BerriAI / litellm

Call all LLM APIs using the OpenAI format. Use Bedrock, Azure, OpenAI, Cohere, Anthropic, Ollama, Sagemaker, HuggingFace, Replicate (100+ LLMs)
https://docs.litellm.ai/docs/
Other
10.16k stars 1.13k forks source link

[Bug]: Completion tokens are incorrectly calculated #4439

Closed JosephDavidsonKSWH closed 3 days ago

JosephDavidsonKSWH commented 4 days ago

What happened?

What happens:

For a hypothetical gpt-4o call with an input size of 4000 tokens:

litellm.completion(model="gpt-4o", messages=messages,max_tokens=4096)

The completion size will be ~96 tokens long.

Detailed Description

The max_tokens parameter in completion() is stated to be the maximum number of completion tokens requested. However starting at litellm/utils.py:821 the calculation of max_tokens for the api call doesn't reflect this behaviour.

In utils.py, max_output_tokens is obtained from get_max_tokens() which is correct, but later in the calculation it is treated more like max_context_size, because the size of the user input is subtracted from it before the call api call (lines 842-843).

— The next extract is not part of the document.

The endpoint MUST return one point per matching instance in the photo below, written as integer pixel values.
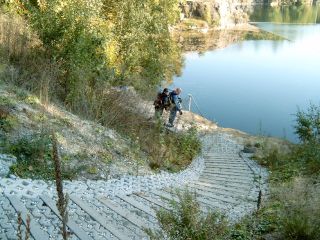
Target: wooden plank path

elif user_max_tokens + input_tokens > max_output_tokens:
    user_max_tokens = max_output_tokens - input_tokens

Ironically, if the user input is larger than max_tokens, then the call often completes correctly, because that calculation doesn't take place and the call is assumed to fail (840-841):

if input_tokens > max_output_tokens:
    pass  # allow call to fail normally

Relevant log output

No response

Twitter / LinkedIn details

No response

krrishdholakia commented 3 days ago

Hey @JosephDavidsonKSWH fix here - https://github.com/BerriAI/litellm/pull/4446

Curious - are you using the proxy or sdk here?